# No puedo conectar el pin 16 a vcc en proteus.



## Bilichis (May 2, 2012)

Hola a todos, estoy haciendo un circuito en Isis con el integrado 74193, la simulacion todo bien, ahora cuando lo paso a Ares no puedo conectar el pin 16 a mi fuente Vcc, si me conecta el pin 8 al gnd, me sale un mensage que dice:cannot add manual connection here, alguien me puede ayudar para poder conectarlo?


----------



## marcos gutierrez (May 13, 2012)

Hola,edita con un conector sil y anda al icono terminal mode tilda Power y Ground editalos como VDD y VSS respectivamente ,espero te sirva te adjunto una imagen


----------



## manolin77 (Jun 16, 2012)

Saludos
Tengo el siguiente componente IC 74HC139 es un integrado de 16 pines y en ISIS solo aparece con 7 pines, se supone que estan ocultos, pero selecciono decompose y no se ven ¿Qúe puedo hacer?.
Quiero tener la certeza que estoy conectando al pin correcto, para realizar el PCB, pero si defino cual es el VCC y el GND  el IC lo reconoce, no hay problema. Es por eso que lo quiero descomponer, si se puede.
Ya revise el PDF arriba mencionado y quería saber si es lo mismo definir al terminal mode -Power- como VCC/VDD y así ya lo reconoce el integrado, porque hay otros integrados como el PIC16C73B que tiene dos  pines VSS, este si se dejo descomponer y mostró los pines.


----------



## Vick (Jun 16, 2012)

Hola:

Muchos de los integrados en Proteus tienen los pines de alimentación ocultos, el programa alimenta los integrados automáticamente es por eso que no se ven.
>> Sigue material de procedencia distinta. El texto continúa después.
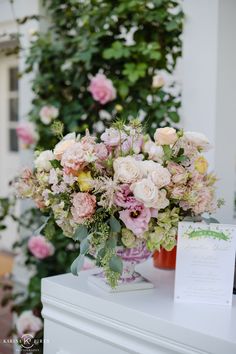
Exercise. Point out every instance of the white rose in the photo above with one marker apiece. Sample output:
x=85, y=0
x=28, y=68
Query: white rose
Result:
x=158, y=81
x=159, y=175
x=28, y=323
x=126, y=169
x=198, y=139
x=163, y=202
x=62, y=146
x=146, y=192
x=165, y=136
x=48, y=113
x=154, y=152
x=42, y=162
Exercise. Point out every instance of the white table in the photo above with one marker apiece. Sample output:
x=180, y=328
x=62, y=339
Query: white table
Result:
x=82, y=319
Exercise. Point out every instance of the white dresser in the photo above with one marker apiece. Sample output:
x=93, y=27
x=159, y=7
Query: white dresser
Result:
x=82, y=319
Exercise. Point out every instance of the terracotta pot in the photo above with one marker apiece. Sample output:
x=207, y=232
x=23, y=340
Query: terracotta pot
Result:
x=165, y=259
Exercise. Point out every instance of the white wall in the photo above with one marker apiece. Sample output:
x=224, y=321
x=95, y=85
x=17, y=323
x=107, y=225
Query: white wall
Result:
x=209, y=94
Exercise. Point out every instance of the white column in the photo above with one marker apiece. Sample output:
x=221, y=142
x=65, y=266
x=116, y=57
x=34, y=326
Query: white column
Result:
x=209, y=94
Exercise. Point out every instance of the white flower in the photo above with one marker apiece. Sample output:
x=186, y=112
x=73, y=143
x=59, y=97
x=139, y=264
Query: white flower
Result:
x=126, y=169
x=165, y=136
x=48, y=113
x=163, y=202
x=154, y=152
x=199, y=140
x=28, y=323
x=158, y=81
x=160, y=176
x=63, y=145
x=146, y=192
x=42, y=162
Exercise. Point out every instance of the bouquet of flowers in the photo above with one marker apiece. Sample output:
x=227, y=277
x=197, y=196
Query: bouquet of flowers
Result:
x=122, y=191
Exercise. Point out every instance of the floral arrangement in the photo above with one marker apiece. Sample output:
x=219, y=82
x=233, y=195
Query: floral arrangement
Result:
x=123, y=190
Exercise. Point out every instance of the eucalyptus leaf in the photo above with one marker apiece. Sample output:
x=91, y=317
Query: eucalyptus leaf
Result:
x=77, y=265
x=116, y=264
x=114, y=224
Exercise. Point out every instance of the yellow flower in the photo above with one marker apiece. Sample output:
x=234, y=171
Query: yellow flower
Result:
x=84, y=181
x=201, y=165
x=118, y=108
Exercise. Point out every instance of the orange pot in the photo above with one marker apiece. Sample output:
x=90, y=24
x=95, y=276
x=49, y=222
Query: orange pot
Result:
x=165, y=259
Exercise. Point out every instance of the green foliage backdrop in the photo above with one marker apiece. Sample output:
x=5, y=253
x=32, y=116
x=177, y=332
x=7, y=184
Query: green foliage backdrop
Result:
x=83, y=38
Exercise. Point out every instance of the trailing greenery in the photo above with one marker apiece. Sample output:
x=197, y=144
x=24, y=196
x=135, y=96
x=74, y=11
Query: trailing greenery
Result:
x=128, y=40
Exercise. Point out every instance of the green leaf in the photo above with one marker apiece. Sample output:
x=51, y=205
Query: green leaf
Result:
x=111, y=242
x=84, y=246
x=167, y=151
x=174, y=117
x=114, y=224
x=123, y=90
x=116, y=264
x=77, y=265
x=81, y=233
x=55, y=164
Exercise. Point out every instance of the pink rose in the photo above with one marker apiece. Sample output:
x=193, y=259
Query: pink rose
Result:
x=28, y=323
x=102, y=89
x=48, y=113
x=124, y=197
x=40, y=247
x=84, y=205
x=136, y=218
x=26, y=133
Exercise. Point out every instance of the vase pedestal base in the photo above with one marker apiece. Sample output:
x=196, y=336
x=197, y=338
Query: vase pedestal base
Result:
x=136, y=283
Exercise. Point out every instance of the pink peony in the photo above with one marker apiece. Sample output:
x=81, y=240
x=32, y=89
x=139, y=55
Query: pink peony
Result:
x=102, y=89
x=40, y=247
x=136, y=218
x=26, y=133
x=84, y=205
x=28, y=323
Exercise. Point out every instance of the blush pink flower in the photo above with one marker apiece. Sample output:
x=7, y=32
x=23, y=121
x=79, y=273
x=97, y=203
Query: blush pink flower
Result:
x=48, y=113
x=84, y=205
x=124, y=197
x=102, y=89
x=136, y=218
x=101, y=151
x=40, y=247
x=26, y=133
x=74, y=158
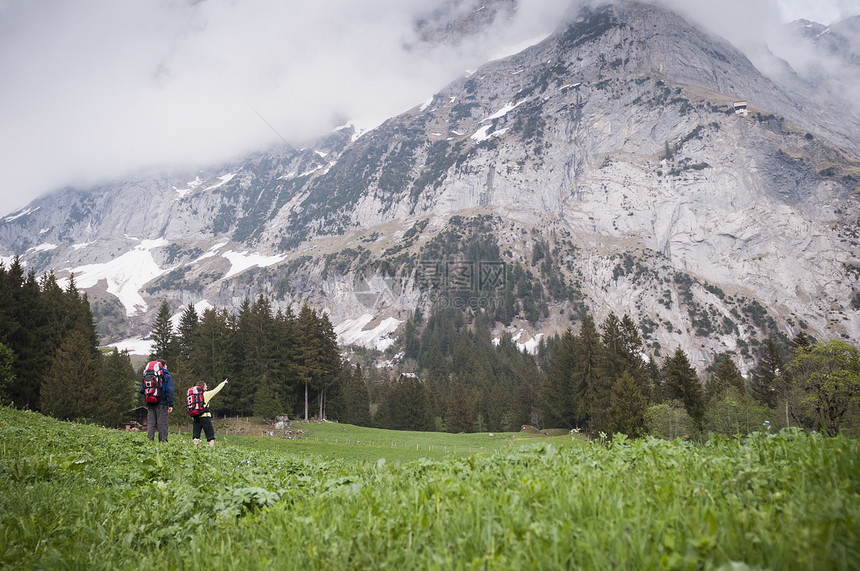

el 74HC139 realmente tiene 16 pines, no es que en proteus tenga solo 7, es un demultiplexor doble, es decir el integrado tiene 2, si colocas uno de ellos aparece como U1:A significa que es el demux 1, so colocas otro aparece como U1:B es el segundo del mismo integrado.

Si vas a las propiedades del integrado en Proteus veras un botón que dice HIDDEN PINS, si lo presionas veras el nombre de los pines ocultos de alimentación, y es ahí donde los conectará dentro de tu circuito, el pin GND va a tierra y el otro se llama Vcc.

De esta forma al crear el PCB los conectará de forma automática sin  necesidad de que lo hagas en ISIS ni tener que verlos.

Espero que esto resuelva tu duda si no dime y te ayudo un poco más...


----------



## manolin77 (Jun 16, 2012)

Muchas gracias por su respuesta


----------